Más me esforzaba por subir, más me desesperaba.
La claridad, allá arriba, sería mi salvación.

Cuando logré, al fin, aferrarme al brocal, una ancha escalinata conducía al salón central. Sofía estaba llegando.
En primer plano, una gran mesa, finamente tendida sobre un mantel de lino blanquísimo con vajilla y cristalería modernas, auguraban una cena reparadora.
-Deberé bañarme y vestirme apropiadamente para la ocasión -pensé- ¿Comeremos pollo con papas doradas?
Hacia el fondo del salón, se abría una cueva rocosa. Vi una gran piedra de sacrificio. Allí, en el fogón, junto a la gran cocina de hierro, vi a Juan que trajinaba con leños, entre marmitas, vapores, enseres ceremoniales y antorchas que parpadeaban, cómplices.
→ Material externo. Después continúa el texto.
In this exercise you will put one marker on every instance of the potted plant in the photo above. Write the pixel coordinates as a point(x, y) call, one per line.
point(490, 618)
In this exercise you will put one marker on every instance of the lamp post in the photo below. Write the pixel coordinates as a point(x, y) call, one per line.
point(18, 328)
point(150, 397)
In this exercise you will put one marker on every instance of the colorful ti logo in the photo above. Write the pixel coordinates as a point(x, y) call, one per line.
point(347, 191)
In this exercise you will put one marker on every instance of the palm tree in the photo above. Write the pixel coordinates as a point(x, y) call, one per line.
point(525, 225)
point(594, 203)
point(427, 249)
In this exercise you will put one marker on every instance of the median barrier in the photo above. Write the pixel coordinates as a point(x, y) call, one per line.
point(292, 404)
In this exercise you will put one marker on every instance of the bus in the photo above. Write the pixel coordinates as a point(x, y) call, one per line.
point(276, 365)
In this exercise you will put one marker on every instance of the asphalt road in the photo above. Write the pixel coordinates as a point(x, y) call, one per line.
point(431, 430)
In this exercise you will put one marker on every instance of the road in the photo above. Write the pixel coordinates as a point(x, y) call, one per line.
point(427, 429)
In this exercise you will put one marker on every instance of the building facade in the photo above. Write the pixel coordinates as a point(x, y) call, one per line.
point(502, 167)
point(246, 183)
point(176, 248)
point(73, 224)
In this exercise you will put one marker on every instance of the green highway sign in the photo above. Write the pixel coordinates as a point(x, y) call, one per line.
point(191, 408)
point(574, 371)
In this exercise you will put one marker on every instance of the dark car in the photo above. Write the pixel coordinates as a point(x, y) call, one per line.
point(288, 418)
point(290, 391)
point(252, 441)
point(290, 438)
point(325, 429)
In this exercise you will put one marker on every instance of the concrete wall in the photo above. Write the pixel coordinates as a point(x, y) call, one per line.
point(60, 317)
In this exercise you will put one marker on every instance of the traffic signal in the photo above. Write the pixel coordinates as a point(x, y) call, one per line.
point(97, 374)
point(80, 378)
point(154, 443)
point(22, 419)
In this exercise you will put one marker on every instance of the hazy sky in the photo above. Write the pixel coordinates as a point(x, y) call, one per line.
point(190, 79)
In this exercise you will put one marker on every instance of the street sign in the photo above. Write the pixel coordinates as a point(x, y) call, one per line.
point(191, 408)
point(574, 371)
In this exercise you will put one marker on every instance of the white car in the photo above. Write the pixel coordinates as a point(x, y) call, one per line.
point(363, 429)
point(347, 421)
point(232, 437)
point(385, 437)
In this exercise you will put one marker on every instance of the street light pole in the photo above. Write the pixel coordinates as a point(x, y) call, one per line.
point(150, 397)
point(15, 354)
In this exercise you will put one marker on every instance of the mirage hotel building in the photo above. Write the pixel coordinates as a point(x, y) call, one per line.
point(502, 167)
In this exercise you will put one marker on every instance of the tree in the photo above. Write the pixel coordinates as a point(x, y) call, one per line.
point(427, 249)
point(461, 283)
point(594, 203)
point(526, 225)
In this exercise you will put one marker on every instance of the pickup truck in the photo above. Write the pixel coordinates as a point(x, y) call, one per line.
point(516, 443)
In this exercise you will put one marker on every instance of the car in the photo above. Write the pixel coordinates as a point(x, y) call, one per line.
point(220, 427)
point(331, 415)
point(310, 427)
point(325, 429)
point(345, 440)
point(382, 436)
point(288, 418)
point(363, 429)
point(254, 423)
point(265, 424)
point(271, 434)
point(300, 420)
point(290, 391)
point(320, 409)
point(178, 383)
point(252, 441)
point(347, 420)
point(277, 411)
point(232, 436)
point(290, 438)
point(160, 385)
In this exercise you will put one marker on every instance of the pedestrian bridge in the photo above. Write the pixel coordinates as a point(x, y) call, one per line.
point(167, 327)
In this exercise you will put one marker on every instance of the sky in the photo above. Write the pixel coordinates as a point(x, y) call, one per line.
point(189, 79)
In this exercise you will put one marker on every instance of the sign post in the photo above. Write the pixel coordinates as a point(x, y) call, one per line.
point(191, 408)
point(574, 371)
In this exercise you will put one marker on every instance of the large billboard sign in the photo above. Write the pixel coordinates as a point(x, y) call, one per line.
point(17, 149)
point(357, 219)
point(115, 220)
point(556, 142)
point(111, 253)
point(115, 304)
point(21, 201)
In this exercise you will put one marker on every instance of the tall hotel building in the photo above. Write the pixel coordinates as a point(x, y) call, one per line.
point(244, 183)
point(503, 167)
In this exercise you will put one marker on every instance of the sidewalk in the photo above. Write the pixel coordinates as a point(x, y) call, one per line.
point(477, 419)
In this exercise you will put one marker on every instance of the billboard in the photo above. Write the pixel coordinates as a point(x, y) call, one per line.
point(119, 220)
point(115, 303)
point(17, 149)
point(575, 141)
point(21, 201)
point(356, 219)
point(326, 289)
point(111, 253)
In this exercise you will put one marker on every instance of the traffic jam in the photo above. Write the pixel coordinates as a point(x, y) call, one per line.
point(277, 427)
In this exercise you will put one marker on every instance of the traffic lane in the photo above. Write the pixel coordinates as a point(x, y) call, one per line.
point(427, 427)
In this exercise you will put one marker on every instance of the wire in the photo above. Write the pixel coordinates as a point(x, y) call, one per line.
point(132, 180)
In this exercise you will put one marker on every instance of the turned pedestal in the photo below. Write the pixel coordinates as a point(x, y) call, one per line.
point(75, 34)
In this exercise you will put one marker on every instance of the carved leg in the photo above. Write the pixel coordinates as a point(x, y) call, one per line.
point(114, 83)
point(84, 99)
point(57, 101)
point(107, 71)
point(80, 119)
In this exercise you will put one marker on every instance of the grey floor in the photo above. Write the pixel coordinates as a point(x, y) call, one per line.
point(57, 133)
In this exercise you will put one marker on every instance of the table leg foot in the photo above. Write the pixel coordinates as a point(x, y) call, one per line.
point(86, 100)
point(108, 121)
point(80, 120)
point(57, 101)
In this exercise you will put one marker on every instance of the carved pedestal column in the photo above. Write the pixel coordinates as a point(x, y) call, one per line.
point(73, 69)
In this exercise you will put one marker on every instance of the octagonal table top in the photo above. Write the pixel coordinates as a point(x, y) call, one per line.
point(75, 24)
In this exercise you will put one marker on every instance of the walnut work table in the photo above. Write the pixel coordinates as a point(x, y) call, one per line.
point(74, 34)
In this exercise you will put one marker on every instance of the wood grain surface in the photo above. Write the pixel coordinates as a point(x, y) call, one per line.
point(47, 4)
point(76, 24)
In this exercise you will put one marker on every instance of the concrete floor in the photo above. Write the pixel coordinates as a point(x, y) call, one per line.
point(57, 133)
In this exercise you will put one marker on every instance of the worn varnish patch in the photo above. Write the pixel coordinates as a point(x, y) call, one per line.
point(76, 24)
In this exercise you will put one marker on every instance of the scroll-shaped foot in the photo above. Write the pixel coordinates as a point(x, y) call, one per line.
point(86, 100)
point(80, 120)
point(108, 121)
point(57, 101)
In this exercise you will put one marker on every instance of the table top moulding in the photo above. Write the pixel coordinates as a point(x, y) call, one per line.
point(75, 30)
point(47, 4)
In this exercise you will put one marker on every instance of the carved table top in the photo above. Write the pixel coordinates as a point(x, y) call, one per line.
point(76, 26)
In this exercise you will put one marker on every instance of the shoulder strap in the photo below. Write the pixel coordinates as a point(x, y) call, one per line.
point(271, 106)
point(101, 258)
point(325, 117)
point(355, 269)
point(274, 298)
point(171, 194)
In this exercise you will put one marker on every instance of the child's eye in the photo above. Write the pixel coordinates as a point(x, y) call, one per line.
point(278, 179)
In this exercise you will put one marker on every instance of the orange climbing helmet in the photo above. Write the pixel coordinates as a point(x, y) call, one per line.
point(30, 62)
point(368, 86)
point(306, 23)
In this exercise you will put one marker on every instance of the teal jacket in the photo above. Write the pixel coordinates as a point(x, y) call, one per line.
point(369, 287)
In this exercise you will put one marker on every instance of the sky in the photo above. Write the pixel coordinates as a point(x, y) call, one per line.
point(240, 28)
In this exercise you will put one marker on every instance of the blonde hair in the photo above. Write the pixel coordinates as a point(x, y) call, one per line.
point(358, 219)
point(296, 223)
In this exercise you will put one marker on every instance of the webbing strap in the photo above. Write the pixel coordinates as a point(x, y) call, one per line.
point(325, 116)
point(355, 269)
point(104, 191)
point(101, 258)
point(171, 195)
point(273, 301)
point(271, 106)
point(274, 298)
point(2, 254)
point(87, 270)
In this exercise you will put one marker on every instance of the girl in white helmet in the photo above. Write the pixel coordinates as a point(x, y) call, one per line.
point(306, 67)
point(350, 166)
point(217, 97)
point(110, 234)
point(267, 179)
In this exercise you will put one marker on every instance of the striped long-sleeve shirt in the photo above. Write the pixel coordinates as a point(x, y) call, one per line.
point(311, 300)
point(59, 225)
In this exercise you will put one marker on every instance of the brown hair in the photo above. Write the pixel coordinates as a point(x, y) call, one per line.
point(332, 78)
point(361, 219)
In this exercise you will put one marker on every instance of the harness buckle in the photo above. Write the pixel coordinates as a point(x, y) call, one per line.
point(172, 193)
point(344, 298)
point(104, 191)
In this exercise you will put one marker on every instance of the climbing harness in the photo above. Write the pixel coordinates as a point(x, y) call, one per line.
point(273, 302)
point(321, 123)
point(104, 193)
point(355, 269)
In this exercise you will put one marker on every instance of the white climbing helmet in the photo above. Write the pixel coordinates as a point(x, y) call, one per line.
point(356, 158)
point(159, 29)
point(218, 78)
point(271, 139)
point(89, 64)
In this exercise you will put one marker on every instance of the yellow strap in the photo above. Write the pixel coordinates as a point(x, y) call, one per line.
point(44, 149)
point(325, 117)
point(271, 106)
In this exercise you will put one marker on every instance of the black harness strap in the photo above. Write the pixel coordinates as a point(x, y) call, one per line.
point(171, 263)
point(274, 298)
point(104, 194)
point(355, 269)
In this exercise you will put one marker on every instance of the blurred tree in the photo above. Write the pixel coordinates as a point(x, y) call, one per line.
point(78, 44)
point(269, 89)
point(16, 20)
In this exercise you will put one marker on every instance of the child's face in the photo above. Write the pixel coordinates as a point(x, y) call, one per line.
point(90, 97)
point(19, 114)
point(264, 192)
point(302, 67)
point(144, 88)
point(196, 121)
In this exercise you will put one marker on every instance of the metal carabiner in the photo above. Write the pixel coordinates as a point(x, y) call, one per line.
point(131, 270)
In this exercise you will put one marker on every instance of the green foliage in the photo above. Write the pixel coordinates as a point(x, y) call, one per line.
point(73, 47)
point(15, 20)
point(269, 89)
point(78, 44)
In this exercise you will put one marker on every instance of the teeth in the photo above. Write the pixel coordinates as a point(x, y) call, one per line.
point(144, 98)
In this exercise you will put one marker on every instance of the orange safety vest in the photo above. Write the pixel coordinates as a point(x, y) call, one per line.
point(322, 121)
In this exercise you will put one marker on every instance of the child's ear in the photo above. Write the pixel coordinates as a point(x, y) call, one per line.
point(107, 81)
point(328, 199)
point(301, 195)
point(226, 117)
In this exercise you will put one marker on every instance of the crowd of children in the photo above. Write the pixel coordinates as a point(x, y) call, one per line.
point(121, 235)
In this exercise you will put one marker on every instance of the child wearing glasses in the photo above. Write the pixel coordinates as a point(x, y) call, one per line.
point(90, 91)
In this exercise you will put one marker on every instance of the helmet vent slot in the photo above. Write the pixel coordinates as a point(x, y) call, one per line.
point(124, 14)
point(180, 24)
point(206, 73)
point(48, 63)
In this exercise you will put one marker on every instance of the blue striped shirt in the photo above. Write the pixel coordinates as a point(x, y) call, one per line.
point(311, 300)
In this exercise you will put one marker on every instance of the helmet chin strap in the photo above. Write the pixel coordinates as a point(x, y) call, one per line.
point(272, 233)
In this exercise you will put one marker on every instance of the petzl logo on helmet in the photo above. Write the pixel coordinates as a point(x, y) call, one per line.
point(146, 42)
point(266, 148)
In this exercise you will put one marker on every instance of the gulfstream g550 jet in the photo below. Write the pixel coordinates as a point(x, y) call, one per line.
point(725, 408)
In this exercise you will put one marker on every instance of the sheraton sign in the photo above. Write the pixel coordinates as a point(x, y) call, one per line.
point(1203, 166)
Ahora, una fina llovizna borronea las siluetas de los transeúntes que pasan encorvados y con apuro frente al ventanal de calle Piedras y Avenida de Mayo.
Hinco mis dientes en la pizza esponjosa y la muzzarella hace hilos infinitos y pegajosos. El café recompone mi cuerpo ajetreado.
-Estoy en calle Piedras, no en la piedra de sacrificio -sonrío aliviada.
Mientras mastico más pausado, ahora voy desmigajando algunos signos y pares contradictorios para llegar a una síntesis más o menos lógica: luz/oscuridad; placer/sacrificio; agua clara y tibia/agua oscura y fría; pasadizos angostos/anchas escalinatas; pelota amarilla/pañuelo azul; lo perdido/lo recobrado; lo moderno/lo primitivo...
En la mesa contigua, un parroquiano ha abandonado la revista dominical del diario del 15/4/09. Un titular me llama la atención: "Dos turistas argentinas relatan sus desventuras". En el copete, Isla del Sol, en el Lago Titicaca.

Mientras guardo la revista en el bolsillo del anorak, palpo mi llave y la pasta dental.